Blockchains aren't primarily financial tools. They are a political technology, and their natural field of application is the developing world.
The main problem a blockchain is meant to solve is lack of a trusted third party, which is at its root a problem of institutions, that is, politics. Bitcoin isn't used because it's convenient or scalable, but because it works as a rudimentary global financial system without having to trust any person or organization (at least that's the theory; poorly regulated financial intermediaries, like life, always find a way). The fact is that we do have a global financial system that it's relatively trusted, but bitcoin users — speculators aside — think the system checks don't work, think they work and want to avoid them, or some combination of both. I'm not judging.
Yet beyond those (huge) nooks and crannies in the developed world, there are billions of people who just don't have access to financial systems they can trust, and beyond finance, there are billions of people who don't have access to any kind of governance system they can trust. Honest cops, relatively functional bureaucracies, public records that don't change overnight: building a state that has and deserves a certain amount of trust takes generations, is always a work in progress, and is very difficult to even begin. Low trust environments are self-perpetuating, simply because individual incentives, risks, and choices become structurally skewed in that way.
Can blockchains solve this? No, obviously not.
But they can provide one small bit of extra buttressing, through a globally visible and verified public document ledger. Don't think in terms of financial transactions, but of more general documents: ownership transfer records, government contracts, some judicial and fiscal records, etc. Boring, old-fashioned, absolutely essential bits of information that everybody in a developed country just assumes without thinking are present, accessible, and reliable, but people elsewhere know can be anything but.
Blockchains working as a sort of global notary, set up by international development organizations but basing their reliability on the processing power donated by a multitude of CPU-rich but often money- and time-poor activists, would give citizens, businesses, and governments a way to fight some forms of mutual abuse. It won't, and cannot, prevent it, but it can at least raise the reputational cost of hiding, changing, or destroying documents that are utterly uninteresting to the likes of WikiLeaks, but that for a family can mean the difference between keeping or losing their home.
Even countries that have improved much in this area can strengthen their international reputations, and therefore their attractiveness for investments and migration, by this kind of globally verifiable transparency.
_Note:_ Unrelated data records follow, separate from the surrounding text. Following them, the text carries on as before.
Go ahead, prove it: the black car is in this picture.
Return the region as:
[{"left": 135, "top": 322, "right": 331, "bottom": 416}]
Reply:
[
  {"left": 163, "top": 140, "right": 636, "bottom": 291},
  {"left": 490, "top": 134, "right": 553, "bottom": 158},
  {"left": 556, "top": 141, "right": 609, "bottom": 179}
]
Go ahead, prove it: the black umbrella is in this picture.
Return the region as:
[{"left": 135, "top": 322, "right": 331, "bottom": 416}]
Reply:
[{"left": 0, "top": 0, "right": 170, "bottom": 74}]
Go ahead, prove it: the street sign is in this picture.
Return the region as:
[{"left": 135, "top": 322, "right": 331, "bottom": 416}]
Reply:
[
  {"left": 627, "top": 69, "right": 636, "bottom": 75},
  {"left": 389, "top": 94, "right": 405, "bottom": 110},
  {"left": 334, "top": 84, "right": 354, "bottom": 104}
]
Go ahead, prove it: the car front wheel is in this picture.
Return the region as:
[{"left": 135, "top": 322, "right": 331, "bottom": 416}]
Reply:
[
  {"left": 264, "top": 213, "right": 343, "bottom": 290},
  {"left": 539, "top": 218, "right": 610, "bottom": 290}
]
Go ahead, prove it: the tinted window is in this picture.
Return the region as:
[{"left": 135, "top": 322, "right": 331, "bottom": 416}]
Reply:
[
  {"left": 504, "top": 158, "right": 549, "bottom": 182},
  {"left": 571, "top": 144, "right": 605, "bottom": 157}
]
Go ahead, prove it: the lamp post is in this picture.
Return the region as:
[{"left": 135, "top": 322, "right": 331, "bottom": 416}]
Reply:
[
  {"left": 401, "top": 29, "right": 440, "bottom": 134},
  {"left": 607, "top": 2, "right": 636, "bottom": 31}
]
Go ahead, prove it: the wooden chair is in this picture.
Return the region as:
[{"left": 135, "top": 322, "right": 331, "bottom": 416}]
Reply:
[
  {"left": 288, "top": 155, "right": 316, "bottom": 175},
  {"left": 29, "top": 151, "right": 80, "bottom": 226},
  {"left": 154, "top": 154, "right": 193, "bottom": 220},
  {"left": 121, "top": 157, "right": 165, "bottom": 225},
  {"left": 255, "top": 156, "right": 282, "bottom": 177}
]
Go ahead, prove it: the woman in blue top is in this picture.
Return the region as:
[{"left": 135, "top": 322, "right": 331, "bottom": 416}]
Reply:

It's not sexy, it'll never make money, and it doesn't fully, or even mostly, solve the problem. It doesn't disrupt the business model of corruption and structural incompetence, and, best case, it'll put a small pebble in one or two undeservedly expensive shoes. Hopefully. Maybe.
But good governance is the core platform of a prosperous and healthy society. Getting it right is one of the hardest things, but also one of the most important we can try to help each other do.